しかし、接客してくれた営業マンが好印象だったために次のステップに進みたい場合には、その旨を伝えて営業担当者を指名してみるのも良いでしょう。
信頼できる営業マンかどうか見抜く方法はある?
住宅展示場で一度面談しただけで、信頼できる営業マンかどうかを見抜くのは非常に難しいと思います。
どこのハウスメーカーのモデルハウスにも接客マニュアルがあって、セールストークはマニュアルに沿って行われるためです。
しかし、他社の悪口を言う営業マン、要望をきちんと聞いてくれない営業マン、質問に対して誠実に答えてくれない営業マンは、今後長く付き合っていく上で失格です。
モデルハウスを見学する際には、多くの質問を投げかけて、営業マンの対応を見るのも良い営業マンとそうでない営業マンを見分ける一つの方法です。
見学後にしつこく営業されたくない場合はどうする?
モデルハウスを見学すると、後でしつこく営業されるのではないかと思って躊躇してしまう人も多いのではないでしょうか。

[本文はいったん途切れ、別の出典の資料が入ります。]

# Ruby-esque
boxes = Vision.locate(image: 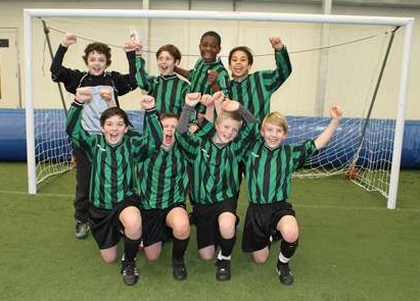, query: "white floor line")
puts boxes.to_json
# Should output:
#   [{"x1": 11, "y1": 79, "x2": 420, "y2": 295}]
[{"x1": 0, "y1": 190, "x2": 74, "y2": 198}]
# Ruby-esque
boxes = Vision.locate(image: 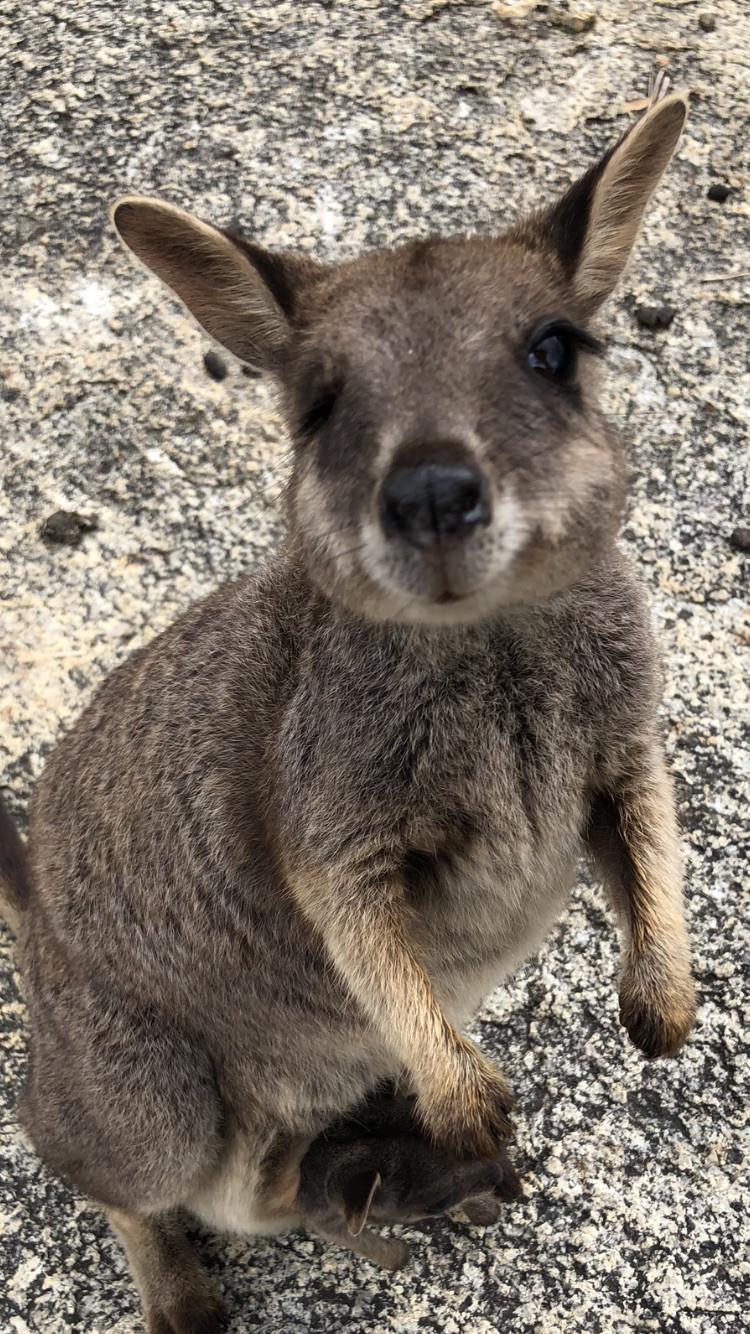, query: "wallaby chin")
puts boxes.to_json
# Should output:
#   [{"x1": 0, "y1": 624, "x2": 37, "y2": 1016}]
[{"x1": 10, "y1": 86, "x2": 694, "y2": 1334}]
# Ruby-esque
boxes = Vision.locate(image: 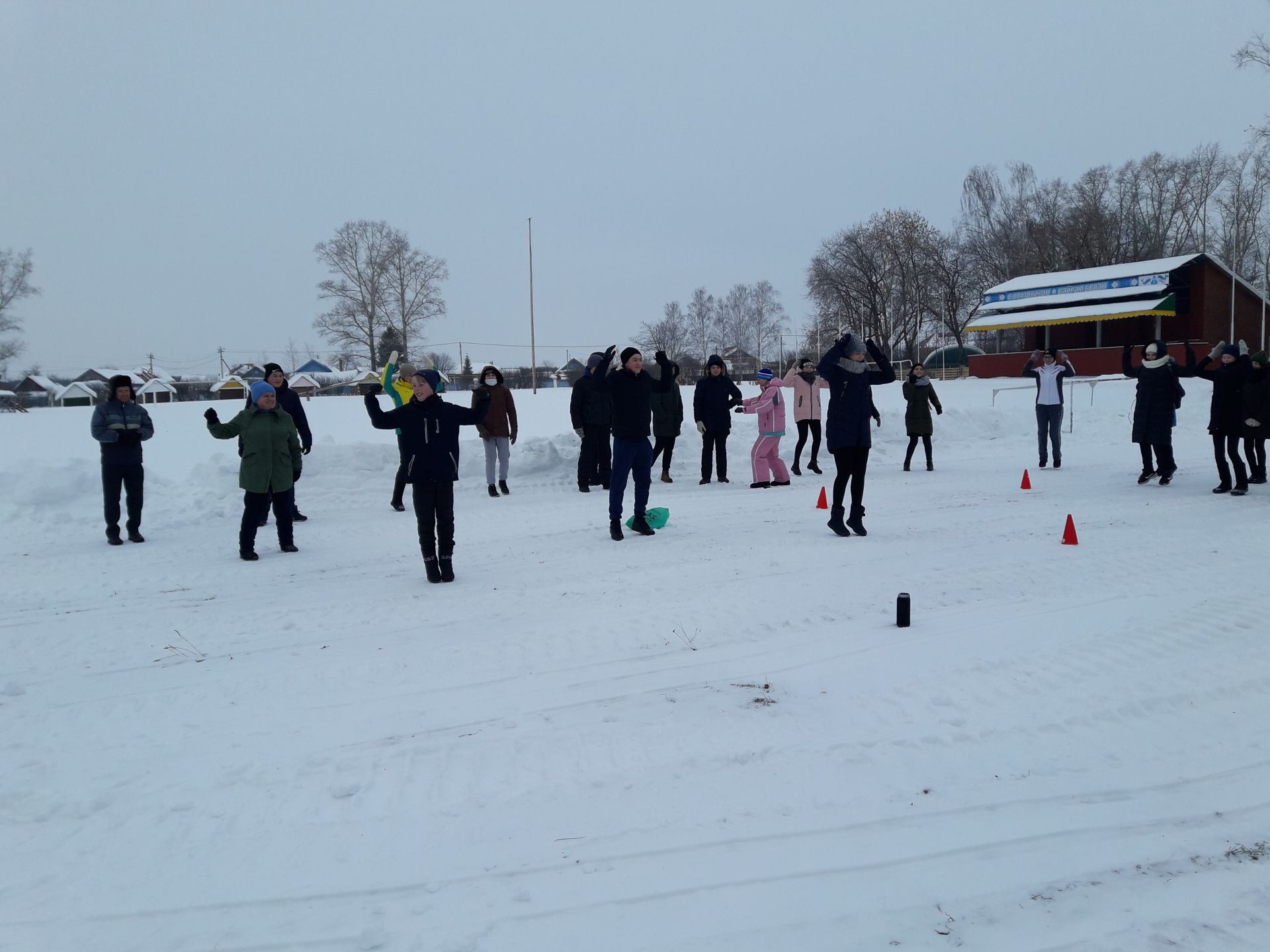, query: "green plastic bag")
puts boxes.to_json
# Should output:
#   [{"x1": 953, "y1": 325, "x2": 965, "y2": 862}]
[{"x1": 626, "y1": 506, "x2": 671, "y2": 530}]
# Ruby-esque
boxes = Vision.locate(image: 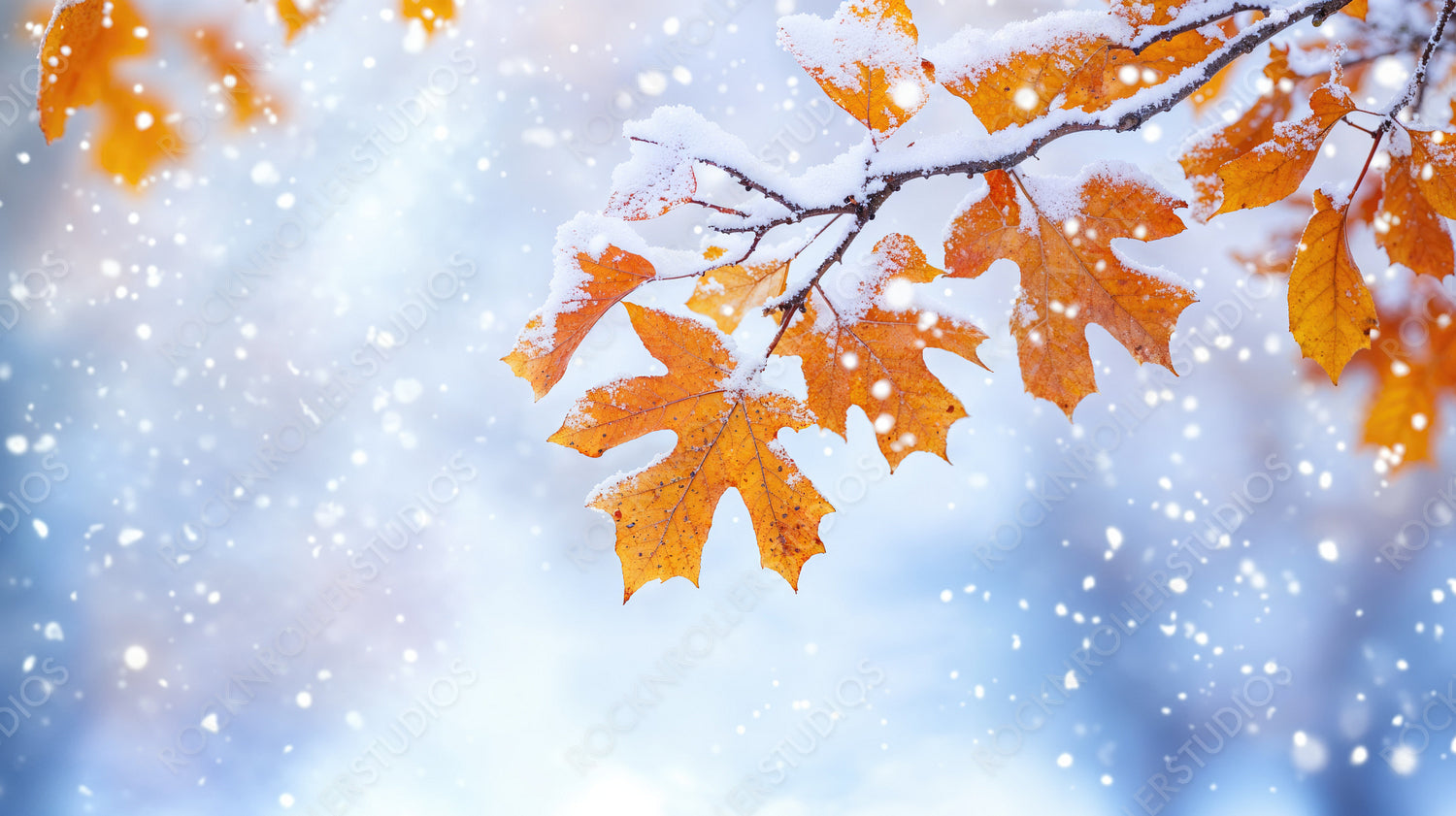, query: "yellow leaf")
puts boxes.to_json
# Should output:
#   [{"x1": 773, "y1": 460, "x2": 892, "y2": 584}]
[
  {"x1": 1374, "y1": 155, "x2": 1456, "y2": 277},
  {"x1": 1408, "y1": 131, "x2": 1456, "y2": 218},
  {"x1": 687, "y1": 252, "x2": 789, "y2": 335},
  {"x1": 779, "y1": 0, "x2": 934, "y2": 143},
  {"x1": 279, "y1": 0, "x2": 323, "y2": 44},
  {"x1": 37, "y1": 0, "x2": 148, "y2": 143},
  {"x1": 96, "y1": 88, "x2": 182, "y2": 186},
  {"x1": 775, "y1": 234, "x2": 986, "y2": 472},
  {"x1": 945, "y1": 169, "x2": 1196, "y2": 419},
  {"x1": 1216, "y1": 85, "x2": 1356, "y2": 215},
  {"x1": 934, "y1": 20, "x2": 1222, "y2": 132},
  {"x1": 194, "y1": 26, "x2": 282, "y2": 126},
  {"x1": 1289, "y1": 190, "x2": 1379, "y2": 385},
  {"x1": 399, "y1": 0, "x2": 454, "y2": 33},
  {"x1": 501, "y1": 245, "x2": 657, "y2": 400},
  {"x1": 550, "y1": 304, "x2": 835, "y2": 601}
]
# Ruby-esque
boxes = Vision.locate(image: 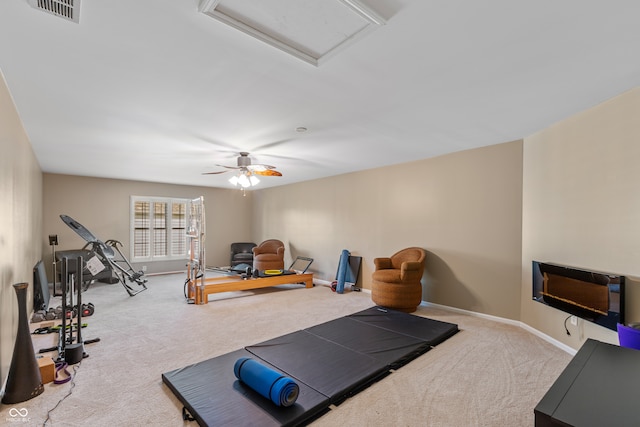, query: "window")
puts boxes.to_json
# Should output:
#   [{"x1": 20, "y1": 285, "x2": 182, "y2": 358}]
[{"x1": 130, "y1": 196, "x2": 189, "y2": 261}]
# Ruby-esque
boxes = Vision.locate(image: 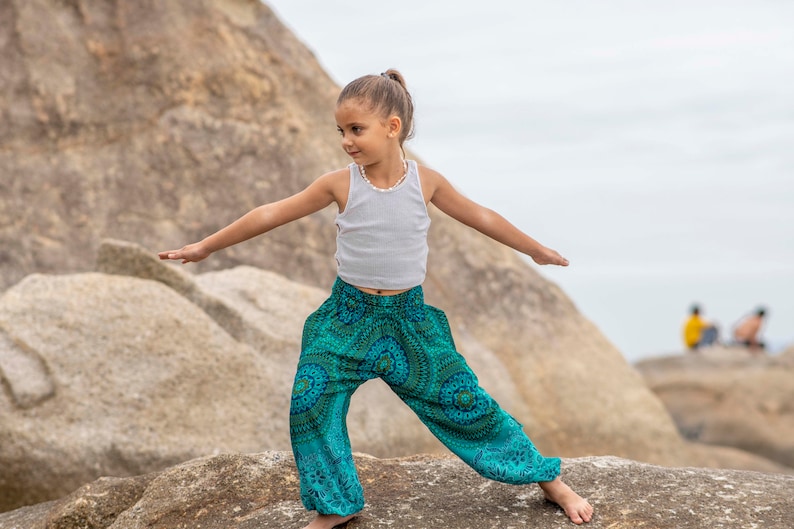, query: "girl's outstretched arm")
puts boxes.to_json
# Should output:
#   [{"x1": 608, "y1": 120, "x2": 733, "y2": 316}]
[
  {"x1": 157, "y1": 171, "x2": 347, "y2": 264},
  {"x1": 421, "y1": 167, "x2": 568, "y2": 266}
]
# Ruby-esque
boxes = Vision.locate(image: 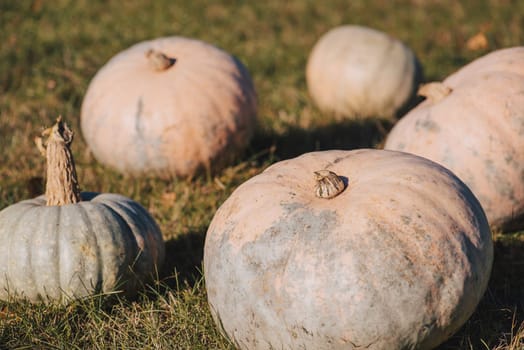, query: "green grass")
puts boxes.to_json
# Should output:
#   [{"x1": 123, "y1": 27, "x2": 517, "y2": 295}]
[{"x1": 0, "y1": 0, "x2": 524, "y2": 349}]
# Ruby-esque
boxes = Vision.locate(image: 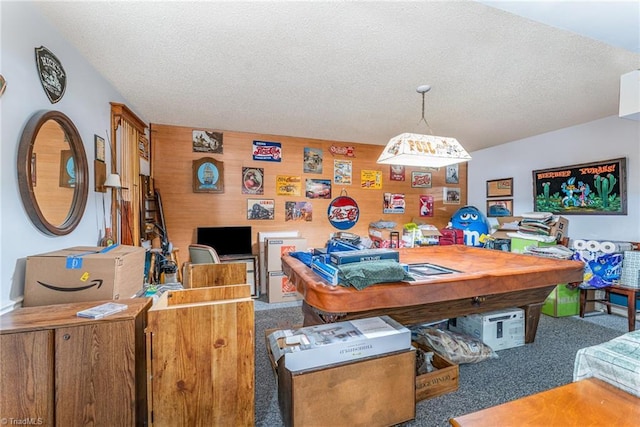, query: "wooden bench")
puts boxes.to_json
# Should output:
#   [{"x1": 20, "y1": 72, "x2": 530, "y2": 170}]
[{"x1": 449, "y1": 378, "x2": 640, "y2": 427}]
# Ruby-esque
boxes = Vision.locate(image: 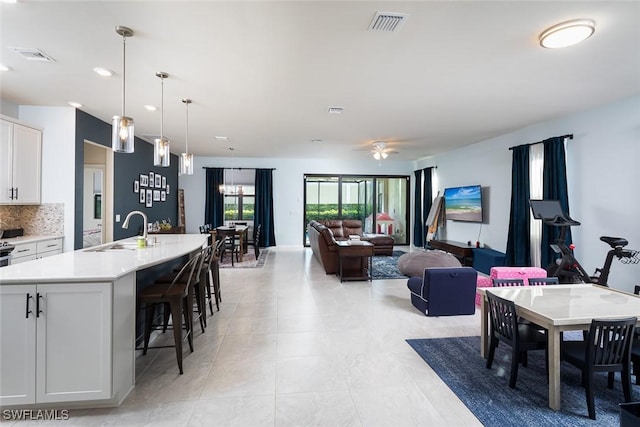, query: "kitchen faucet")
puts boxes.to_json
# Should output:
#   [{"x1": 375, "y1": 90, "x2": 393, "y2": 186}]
[{"x1": 122, "y1": 211, "x2": 149, "y2": 245}]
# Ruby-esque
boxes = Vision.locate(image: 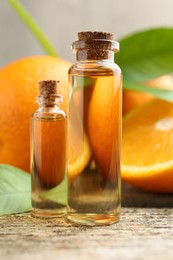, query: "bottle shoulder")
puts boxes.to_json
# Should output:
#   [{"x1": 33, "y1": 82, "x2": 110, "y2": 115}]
[
  {"x1": 32, "y1": 108, "x2": 67, "y2": 120},
  {"x1": 68, "y1": 61, "x2": 122, "y2": 75}
]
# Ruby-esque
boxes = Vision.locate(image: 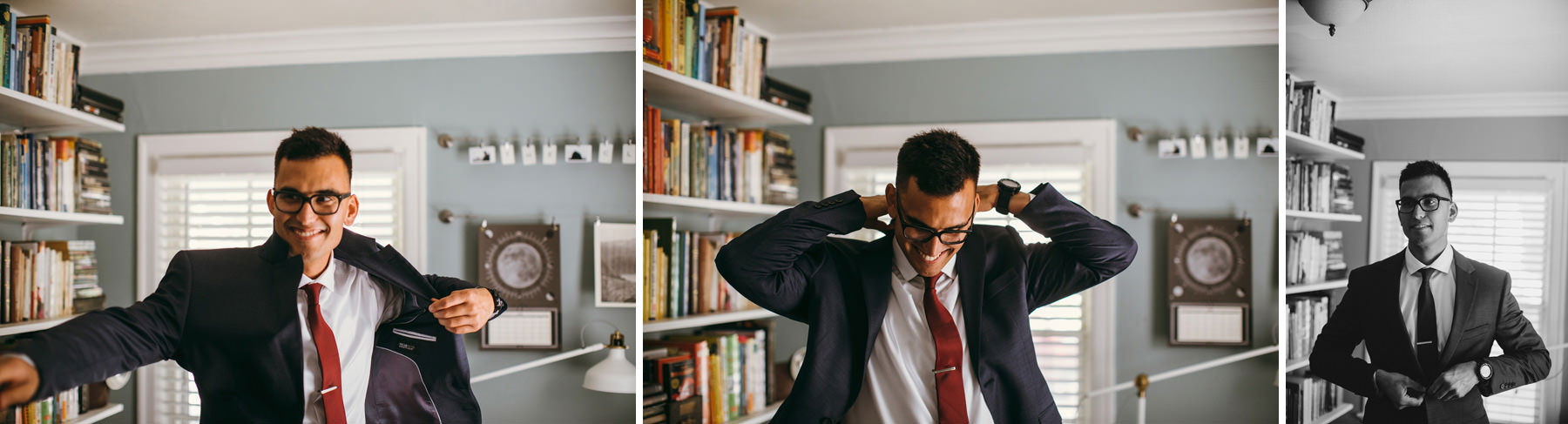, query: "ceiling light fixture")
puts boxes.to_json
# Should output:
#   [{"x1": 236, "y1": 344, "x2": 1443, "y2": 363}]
[{"x1": 1298, "y1": 0, "x2": 1372, "y2": 36}]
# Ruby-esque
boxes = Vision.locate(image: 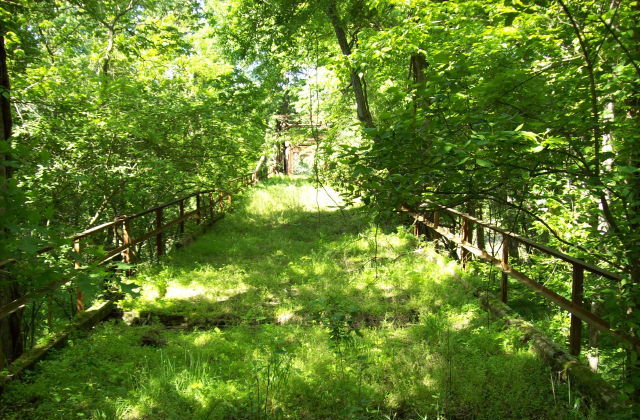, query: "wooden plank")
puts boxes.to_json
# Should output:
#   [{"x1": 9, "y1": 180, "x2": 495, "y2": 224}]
[
  {"x1": 407, "y1": 210, "x2": 640, "y2": 351},
  {"x1": 0, "y1": 174, "x2": 251, "y2": 319},
  {"x1": 421, "y1": 202, "x2": 622, "y2": 280},
  {"x1": 456, "y1": 276, "x2": 629, "y2": 410}
]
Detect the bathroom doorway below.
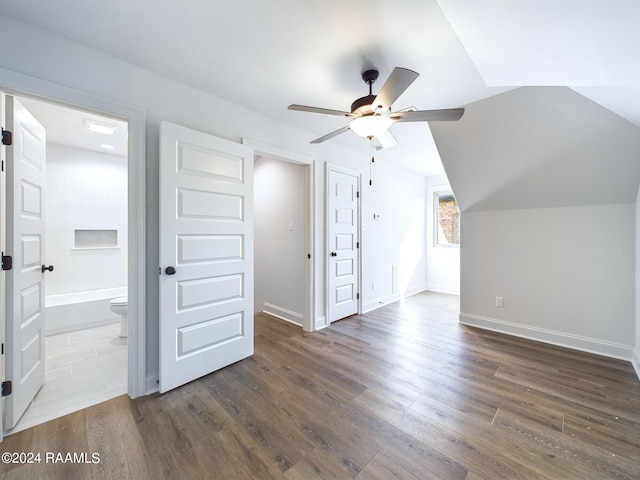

また中には、すぐには建築しないが、将来家を建てる際の参考のために見学したいと思う人も少なくないでしょう。
モデルハウスを見学する際には、ハウスメーカーの担当者からはじめにアンケート記入を求められ、そこには住所・氏名・電話番号・メールアドレス等の記入欄があります。
アンケートは、その後の営業活動に活かすためのものだけでなく、来場者の本気度を見極めたり、家づくりの相談を受けるための問診票としての役割を持たせたりするものなので、記入しないわけにはいきませんが、最初に営業されたくないことをきちんと伝えておけば、しつこく営業されることはほとんどないでしょう。
まとめ
住まいづくりを検討している多くの人が利用する住宅展示場。
住宅展示場は、住まいを建てたい人と住まいを建てる人が出会う場でもあります。
よりよい住まいづくりを行うためには、良いハウスメーカー、良い工務店との出会いが欠かせません。
住宅展示場は、単にモデルハウスを見学に行く場ではなく、住まいづくりの良きパートナー探しの場として有効的に活用して欲しいと思います。